Commonwealth Capital Securities, which packages and distributes illiquid equipment-leasing funds, is the broker/dealer of Commonwealth Capital Corp. It employs about 22 registered reps and is involved in private placements and direct investments.

FINRA’s complaint goes on to state that the broker/dealer has distributed 13 different equipment-leasing funds from 1993 to the present, raising more than $240 million. Each fund acquires equipment involving information technology, medical technology, telecommunications and other categories; proceeds from the offerings are invested primarily in equipment that is subject to operating leases with durations of 12 to 36 months.

“Ms. Springsteen-Abbott “directed the misuse of investor funds to pay for various American Express credit card charges that were not related to legitimate business purposes of the funds,” FINRA’s complaint reads.
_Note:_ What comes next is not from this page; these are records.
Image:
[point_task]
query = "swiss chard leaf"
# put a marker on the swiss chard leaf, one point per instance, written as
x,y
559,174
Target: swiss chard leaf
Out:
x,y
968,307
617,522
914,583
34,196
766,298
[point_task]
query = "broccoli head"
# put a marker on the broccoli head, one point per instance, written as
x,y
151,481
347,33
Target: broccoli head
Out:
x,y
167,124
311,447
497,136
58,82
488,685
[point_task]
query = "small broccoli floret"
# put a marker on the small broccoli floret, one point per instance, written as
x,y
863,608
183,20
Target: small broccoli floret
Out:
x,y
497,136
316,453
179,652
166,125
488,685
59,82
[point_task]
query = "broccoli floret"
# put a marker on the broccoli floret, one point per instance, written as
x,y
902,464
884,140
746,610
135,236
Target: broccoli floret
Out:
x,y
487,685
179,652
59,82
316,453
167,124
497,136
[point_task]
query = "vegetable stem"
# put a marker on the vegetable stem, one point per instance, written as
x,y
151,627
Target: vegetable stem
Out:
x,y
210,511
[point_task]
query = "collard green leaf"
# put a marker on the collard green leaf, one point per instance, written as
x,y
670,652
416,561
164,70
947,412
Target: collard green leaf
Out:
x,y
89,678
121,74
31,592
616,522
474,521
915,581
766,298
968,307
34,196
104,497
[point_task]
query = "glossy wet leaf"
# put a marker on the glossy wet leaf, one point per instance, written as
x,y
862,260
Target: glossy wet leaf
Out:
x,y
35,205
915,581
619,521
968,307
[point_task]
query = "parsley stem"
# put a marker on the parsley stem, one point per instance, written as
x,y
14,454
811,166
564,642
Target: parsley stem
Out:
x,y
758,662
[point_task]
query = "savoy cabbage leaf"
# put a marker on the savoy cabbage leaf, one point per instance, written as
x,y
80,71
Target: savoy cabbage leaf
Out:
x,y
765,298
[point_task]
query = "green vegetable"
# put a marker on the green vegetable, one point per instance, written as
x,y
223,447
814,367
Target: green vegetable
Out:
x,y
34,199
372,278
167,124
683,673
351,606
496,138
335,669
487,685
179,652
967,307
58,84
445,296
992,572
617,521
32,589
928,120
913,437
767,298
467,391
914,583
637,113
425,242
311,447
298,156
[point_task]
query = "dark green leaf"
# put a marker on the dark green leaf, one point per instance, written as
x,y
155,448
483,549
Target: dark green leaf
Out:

The complaint includes 27 pages of alleged purchases from Springsteen-Abbott and other company executives. Among the purchases listed: $63.43 for a meal at a Hooter’s restaurant in 2009; $1,971.11 for a family vacation in 2010 that included Ms. Springsteen-Abbott’s husband, daughter, ex-son-in-law and two grandchildren at the Animal Kingdom Lodge in Orlando, Fla.; and $12,414 for a board of directors meeting, also in 2010, at the Princeville St. Regis Hotel in Kauai, Hawaii.

This isn’t the first time Commonwealth Capital has faced the scrutiny of regulators. In 2012, a sexual discrimination suit was filed by a former Commonwealth Capital employee, Shannon Givler, who previously contacted the Securities and Exchange Commission (SEC) in 2010 as a whistleblower. In that complaint, Givler accused Springsteen-Abbott and other company executives of “misrepresenting investor return rates and misappropriating investor funds for lavish personal expenses.”

FINRA Fines Increase by 15% in 2012

Suitability, misrepresentation and complex investment products like structured notes, non-traded REITs, and private placements played a key role for the increase in fines and disciplinary actions brought by the Financial Industry Regulatory Authority (FINRA) against firms and brokers in 2012. Last year saw 4% more disciplinary cases than in 2011, as well as an increase in fines by 15%.

A recent study conducted by Sutherland Asbill & Brennan LLP showed 2012 as the fourth consecutive year of growth in the number of cases filed by FINRA and the second consecutive year of growth for the amount of fines.

In total, FINRA filed 1,541 disciplinary actions in 2012 and assessed $78.2 million in fines, the study says.

In addition to the increase in fines, the study revealed that FINRA is becoming more aggressive when it comes to getting restitution for aggrieved investors. Last year, FINRA ordered firms and representatives to pay a record $34 million in restitution, up 80% from $19 million in 2011.

Leading the list of enforcement actions by FINRA in 2012 were suitability and due-diligence cases. A total of 117 suitability cases were brought by FINRA in 2012, a 10% increase from the 106 cases reported in 2011 and nearly double the amount in 2008 and 2009.

Of the 62 due-diligence cases filed in 2012, FINRA issued $12.8 million in fines.